Au sens de l'article 228 de la loi, l'omission de divulguer un fait important n'équivaut pas de facto à la notion d'«élément essentiel» à la formation d'un contrat. Il s'agit de 2 concepts distincts. D'ailleurs, l'article 1400 alinéa 1 C.C.Q. prévoit que l'erreur sur un élément essentiel d'un contrat n'est pas suffisante pour constituer un vice de consentement: il faut que l'erreur porte sur un élément essentiel qui a déterminé le consentement. Or, la preuve révèle que la durée d'accès au contenu pour adultes n'est pas un «fait important» que Vidéotron a omis de divulguer au sens de l'article 228 de la loi.
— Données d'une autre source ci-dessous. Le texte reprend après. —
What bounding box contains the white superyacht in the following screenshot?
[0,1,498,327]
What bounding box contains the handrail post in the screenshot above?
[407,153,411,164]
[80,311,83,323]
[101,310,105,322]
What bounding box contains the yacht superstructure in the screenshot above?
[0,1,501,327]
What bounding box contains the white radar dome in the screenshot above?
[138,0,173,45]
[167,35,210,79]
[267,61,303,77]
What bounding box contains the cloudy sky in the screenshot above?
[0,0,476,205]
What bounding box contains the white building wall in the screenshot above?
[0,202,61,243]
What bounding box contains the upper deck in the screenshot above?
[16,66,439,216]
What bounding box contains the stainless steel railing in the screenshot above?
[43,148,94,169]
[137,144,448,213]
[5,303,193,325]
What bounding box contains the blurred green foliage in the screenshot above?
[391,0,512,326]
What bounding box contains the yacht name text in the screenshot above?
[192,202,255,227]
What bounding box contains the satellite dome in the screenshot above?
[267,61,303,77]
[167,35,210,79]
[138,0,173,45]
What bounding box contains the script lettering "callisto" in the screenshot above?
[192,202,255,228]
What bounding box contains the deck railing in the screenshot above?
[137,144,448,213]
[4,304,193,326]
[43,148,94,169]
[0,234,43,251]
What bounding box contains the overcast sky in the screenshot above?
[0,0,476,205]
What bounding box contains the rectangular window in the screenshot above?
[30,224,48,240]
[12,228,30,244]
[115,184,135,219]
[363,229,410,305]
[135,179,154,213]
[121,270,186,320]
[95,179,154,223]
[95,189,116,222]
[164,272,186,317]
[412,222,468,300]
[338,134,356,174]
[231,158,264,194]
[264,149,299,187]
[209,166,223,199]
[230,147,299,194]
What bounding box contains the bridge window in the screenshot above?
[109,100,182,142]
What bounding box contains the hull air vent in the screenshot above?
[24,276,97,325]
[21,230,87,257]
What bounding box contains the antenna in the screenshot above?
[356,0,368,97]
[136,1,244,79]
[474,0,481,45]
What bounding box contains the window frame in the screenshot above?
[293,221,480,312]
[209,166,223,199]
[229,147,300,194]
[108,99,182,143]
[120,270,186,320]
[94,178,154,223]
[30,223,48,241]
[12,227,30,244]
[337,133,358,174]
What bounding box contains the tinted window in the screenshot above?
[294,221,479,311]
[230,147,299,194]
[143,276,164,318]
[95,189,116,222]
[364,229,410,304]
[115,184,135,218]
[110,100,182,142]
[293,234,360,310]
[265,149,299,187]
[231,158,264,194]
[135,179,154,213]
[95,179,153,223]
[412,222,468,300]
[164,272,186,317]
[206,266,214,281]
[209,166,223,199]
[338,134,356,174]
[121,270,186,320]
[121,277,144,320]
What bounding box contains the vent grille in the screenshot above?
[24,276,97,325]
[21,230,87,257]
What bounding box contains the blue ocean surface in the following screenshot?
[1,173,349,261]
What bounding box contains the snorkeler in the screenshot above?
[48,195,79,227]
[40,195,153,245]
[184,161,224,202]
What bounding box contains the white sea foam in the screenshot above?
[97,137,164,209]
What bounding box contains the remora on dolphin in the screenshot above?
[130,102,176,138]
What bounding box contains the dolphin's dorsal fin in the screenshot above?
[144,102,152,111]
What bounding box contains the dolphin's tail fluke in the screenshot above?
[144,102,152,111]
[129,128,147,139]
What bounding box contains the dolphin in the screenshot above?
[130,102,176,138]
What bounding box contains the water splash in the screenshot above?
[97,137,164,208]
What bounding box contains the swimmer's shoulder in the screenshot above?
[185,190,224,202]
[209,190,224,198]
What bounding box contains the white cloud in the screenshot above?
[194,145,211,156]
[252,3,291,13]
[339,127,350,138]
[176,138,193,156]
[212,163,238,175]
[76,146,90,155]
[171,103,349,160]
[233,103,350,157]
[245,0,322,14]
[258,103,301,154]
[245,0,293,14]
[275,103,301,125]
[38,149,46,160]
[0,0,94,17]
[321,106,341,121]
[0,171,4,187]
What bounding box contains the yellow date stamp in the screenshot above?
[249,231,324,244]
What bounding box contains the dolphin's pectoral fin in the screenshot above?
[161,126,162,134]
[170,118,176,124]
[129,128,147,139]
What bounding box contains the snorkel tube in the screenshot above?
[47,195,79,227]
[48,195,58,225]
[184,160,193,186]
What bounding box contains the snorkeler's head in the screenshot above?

En outre, Vidéotron n'a pas cherché à passer sous silence la modification à la durée d'accès de ce contenu. De plus, les agissements de Vidéotron ne constituent pas du dol ayant eu pour effet de vicier le consentement du demandeur et des membres du groupe au sens des articles 1400 et 1401 C.C.Q.
Quant à la réclamation de dommages punitifs en vertu de la charte, la preuve n'établit pas l'existence d'une atteinte illicite et intentionnelle au droit à la vie privée du demandeur ou des membres du groupe. En l'espèce, le demandeur a notamment choisi de judiciariser son différend en intentant des procédures, et ce, sans même obtenir des mesures de confidentialité de la Cour.